4       The defendants admit the partnership, but say that it was governed by the terms of the first partnership deed between Luo and BNSK and that the parties did not intend to be bound by the second partnership deed.  The defendants’ defence is otherwise largely made up of un-particularised denials and non-admissions.  The defendants’ amended defence dated 12 April 2017 had contained a number of more substantive positive allegations in answer to the plaintiffs’ claims (including an allegation of illegality), but these were struck out by order of Judicial Registrar Tran made 28 July 2017, discussed further below.

Procedural history

5       It is convenient to begin the narrative of the procedural history of this proceeding with the order of Judicial Registrar Tran made 28 July 2017, where the Judicial Registrar set out in “Other Matters” the following:

“This proceeding was commenced by writ filed 29 July 2016.  On 15 August 2016, Foster Nicholson Lawyers filed an appearance on behalf of the Defendants.  The proceeding was initially listed for trial on 27 March 2017.  On 4 November 2016, leave was given to Foster Nicholson Lawyers to cease to act.  On 3 March 2017, Rigby Cooke Lawyers filed a notice of appointment for the Defendants and the trial date was vacated and re-fixed for hearing on 7 August 2017.  On 3 July 2017, Rigby Cooke Lawyers was granted leave to cease to act.  On 10 July 2017, Fairweather Legal filed a Notice of Solicitor acting for the First Defendant.  On 17 July 2017, Fairweather Legal filed a Notice of Solicitor Acting for the Second and Third Defendants.  On 17 July 2017, I refused an application by the Defendants to vacate the trial date.  By email to the Associate to the Judicial Registrar sent 26 July 2017 at 6:52 PM, Fairweather Legal has applied for leave to cease to act on behalf of the Defendants.”

6       Judicial Registrar Tran went on to make a series of orders listing the matter for further directions and for a Judicial Resolution Conference on 1 August 2017, and facilitating notice to all parties of the hearing of the application by Fairweather Legal to cease to act and for other directions, scheduled for 1 August 2017.  On that date, the Judicial Registrar made further orders granting the application by Fairweather Legal to cease to act, striking out parts of the defendants’ defence and confirming the trial date of 7 August 2017.

7       The matter came before me on 4 August 2017.  At that hearing, the defendants relied on an affidavit affirmed on 3 August 2017 by Tao Yang.  By that affidavit, Mr Yang deposed that he had appointed solicitors Nevile & Co to act for the first and second defendant in the proceeding, and sought an adjournment on the basis of the very recent appointment of new solicitors who had not yet had time to familiarise themselves with the matter and brief counsel and also on the basis that Mr Yang had been required to fly to China urgently to be with his grandmother who was dying.  The plaintiffs opposed any order to vacate the trial date.  I noted in “Other Matters” in the orders I made that day (and authenticated on 9 August 2017) that:

“The Court stated that it was concerned about the delays to date and the real doubts about whether the defendants had been acting consistently with their obligations under the Civil Procedure Act 2010 (Vic) (“CPA”), but was also concerned that the proceeding was both factually and legally complex and the purposes of the CPA also may not be served by proceeding with the trial in circumstances where the defendants were not represented by counsel or by a solicitor with any real knowledge of the issues in the proceeding.

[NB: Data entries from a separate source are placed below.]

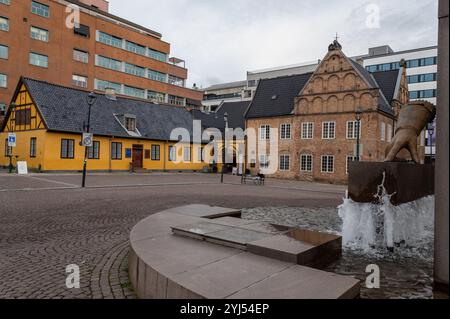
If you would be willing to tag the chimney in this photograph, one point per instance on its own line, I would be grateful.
(98, 4)
(110, 94)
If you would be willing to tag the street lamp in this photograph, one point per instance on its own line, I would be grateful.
(225, 118)
(91, 98)
(430, 135)
(12, 108)
(358, 115)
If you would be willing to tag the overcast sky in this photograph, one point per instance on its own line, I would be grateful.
(222, 39)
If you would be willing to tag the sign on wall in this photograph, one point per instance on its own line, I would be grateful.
(12, 139)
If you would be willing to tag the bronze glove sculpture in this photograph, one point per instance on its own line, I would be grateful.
(412, 119)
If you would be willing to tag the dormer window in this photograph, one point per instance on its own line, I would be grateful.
(130, 123)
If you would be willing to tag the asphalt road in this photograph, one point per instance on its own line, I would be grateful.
(47, 223)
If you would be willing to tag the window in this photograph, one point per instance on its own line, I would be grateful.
(353, 130)
(389, 133)
(80, 81)
(134, 92)
(328, 130)
(130, 123)
(306, 163)
(284, 162)
(187, 154)
(116, 151)
(174, 80)
(109, 39)
(67, 149)
(350, 159)
(157, 76)
(156, 153)
(172, 153)
(176, 100)
(383, 131)
(23, 117)
(285, 132)
(39, 60)
(8, 149)
(94, 150)
(3, 81)
(156, 96)
(4, 24)
(109, 63)
(264, 132)
(40, 9)
(80, 56)
(136, 48)
(102, 85)
(327, 164)
(134, 70)
(160, 56)
(39, 34)
(82, 30)
(307, 131)
(264, 161)
(3, 52)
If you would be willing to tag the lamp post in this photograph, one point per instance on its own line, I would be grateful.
(91, 98)
(225, 118)
(358, 115)
(12, 108)
(430, 135)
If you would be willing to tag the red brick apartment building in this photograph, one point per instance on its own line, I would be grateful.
(104, 51)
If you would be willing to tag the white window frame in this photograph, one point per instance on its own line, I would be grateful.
(284, 129)
(283, 163)
(266, 129)
(328, 131)
(301, 163)
(327, 164)
(307, 131)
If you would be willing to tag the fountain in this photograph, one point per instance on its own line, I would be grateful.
(391, 204)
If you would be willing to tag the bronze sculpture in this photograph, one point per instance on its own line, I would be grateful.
(413, 118)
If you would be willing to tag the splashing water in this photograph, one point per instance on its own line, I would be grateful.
(382, 225)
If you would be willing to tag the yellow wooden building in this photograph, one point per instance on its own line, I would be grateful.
(49, 120)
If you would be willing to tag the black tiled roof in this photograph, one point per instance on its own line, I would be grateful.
(65, 109)
(387, 80)
(236, 112)
(276, 97)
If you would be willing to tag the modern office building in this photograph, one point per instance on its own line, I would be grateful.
(38, 40)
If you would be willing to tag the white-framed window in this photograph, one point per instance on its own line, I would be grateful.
(328, 130)
(40, 9)
(187, 154)
(285, 131)
(79, 80)
(383, 131)
(285, 163)
(4, 24)
(39, 60)
(80, 56)
(39, 34)
(327, 164)
(264, 161)
(4, 52)
(264, 132)
(353, 130)
(3, 81)
(350, 159)
(389, 133)
(306, 163)
(307, 131)
(172, 153)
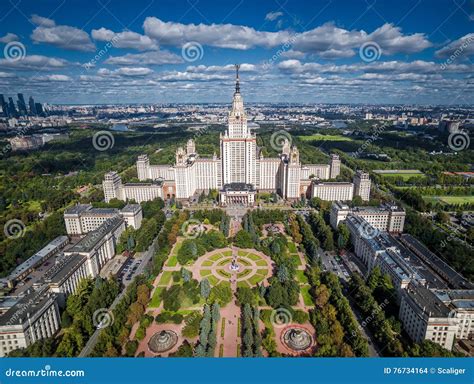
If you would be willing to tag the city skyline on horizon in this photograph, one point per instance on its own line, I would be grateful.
(324, 53)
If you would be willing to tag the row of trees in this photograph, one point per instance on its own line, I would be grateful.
(192, 249)
(331, 336)
(322, 231)
(140, 239)
(78, 318)
(252, 339)
(216, 217)
(376, 321)
(208, 331)
(16, 250)
(353, 336)
(310, 243)
(127, 312)
(454, 252)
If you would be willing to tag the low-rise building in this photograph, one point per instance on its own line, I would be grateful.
(83, 218)
(99, 245)
(387, 217)
(64, 277)
(28, 266)
(343, 191)
(454, 278)
(425, 317)
(34, 317)
(461, 304)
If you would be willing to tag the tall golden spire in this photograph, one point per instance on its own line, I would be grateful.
(237, 81)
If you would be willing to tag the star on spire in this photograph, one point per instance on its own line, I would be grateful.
(237, 80)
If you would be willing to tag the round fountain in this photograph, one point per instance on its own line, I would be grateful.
(162, 341)
(297, 339)
(234, 267)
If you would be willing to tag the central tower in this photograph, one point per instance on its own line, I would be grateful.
(238, 144)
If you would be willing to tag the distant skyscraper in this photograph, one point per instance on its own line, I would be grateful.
(4, 106)
(39, 109)
(11, 108)
(22, 105)
(238, 144)
(32, 105)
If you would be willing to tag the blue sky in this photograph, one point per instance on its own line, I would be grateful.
(145, 51)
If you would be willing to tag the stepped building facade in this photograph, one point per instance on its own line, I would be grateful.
(238, 174)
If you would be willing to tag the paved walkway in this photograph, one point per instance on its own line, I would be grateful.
(223, 264)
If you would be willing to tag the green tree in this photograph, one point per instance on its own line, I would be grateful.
(205, 288)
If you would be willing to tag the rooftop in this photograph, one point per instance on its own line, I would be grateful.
(131, 208)
(77, 209)
(240, 187)
(52, 246)
(427, 301)
(63, 268)
(28, 305)
(456, 279)
(88, 242)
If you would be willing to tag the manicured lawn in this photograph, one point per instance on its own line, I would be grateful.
(224, 261)
(242, 284)
(223, 327)
(165, 278)
(450, 199)
(213, 280)
(320, 137)
(243, 261)
(404, 173)
(301, 277)
(177, 247)
(244, 273)
(156, 299)
(292, 247)
(297, 259)
(254, 257)
(172, 261)
(216, 257)
(223, 273)
(255, 279)
(307, 299)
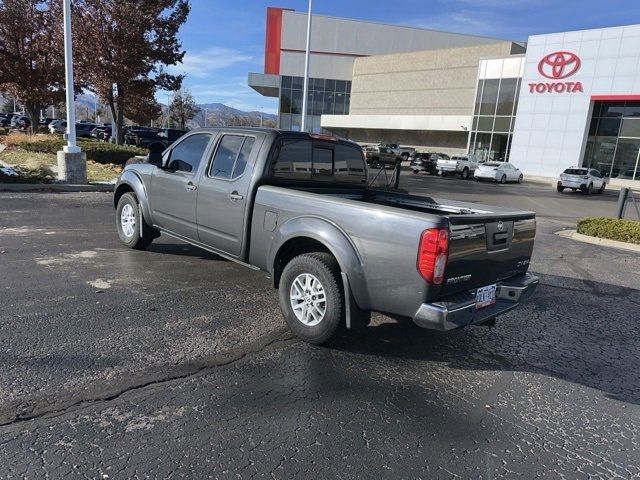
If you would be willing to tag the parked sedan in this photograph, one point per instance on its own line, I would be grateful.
(58, 126)
(502, 172)
(424, 162)
(584, 179)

The Court indicated that in all the circumstances, it would order that the trial date be vacated, but only on the basis that appropriate self-executing orders were made to both compensate the plaintiff for the costs of the delay and ensure that remaining interlocutory steps were completed.  The Court also directed the solicitor for the defendants to inform Mr Yang that the Court would not countenance any further delays of the trial.”

8       The orders I made re-listed the proceeding for trial on 5 February 2018, awarded the plaintiffs’ costs thrown away by reason of the vacation of the trial date on an indemnity basis, required further discovery from the defendants and provided that if the defendants failed to give the discovery as ordered, “the defences will be taken to be struck out without further order and the plaintiffs will be entitled forthwith to enter judgment in default of defence on their claim”.

9       On about 22 September 2017, the plaintiffs sought orders on the papers for judgment in default of defence.  They relied on an affidavit of Erica Lee, a solicitor in the employ of the plaintiffs’ solicitors Canaan Lawyers.  In that affidavit, Ms Lee deposed (among other things) that at 9:46am on 6 September 2017, she emailed the defendants’ lawyer, David Dudderidge of Nevile & Co, enquiring whether his clients intended to comply with my order of 4 August 2017.  Ms Lee then deposed to further communications between her and Mr Dudderidge on 6 September 2017 and the receipt by her at 6.29pm that day of an unsworn affidavit of documents and bundle of further discovery, and at 7.29pm a copy of an affidavit sworn by Mr Dudderidge setting out reasons for non-compliance with the discovery orders.  I comment below on the content of that affidavit.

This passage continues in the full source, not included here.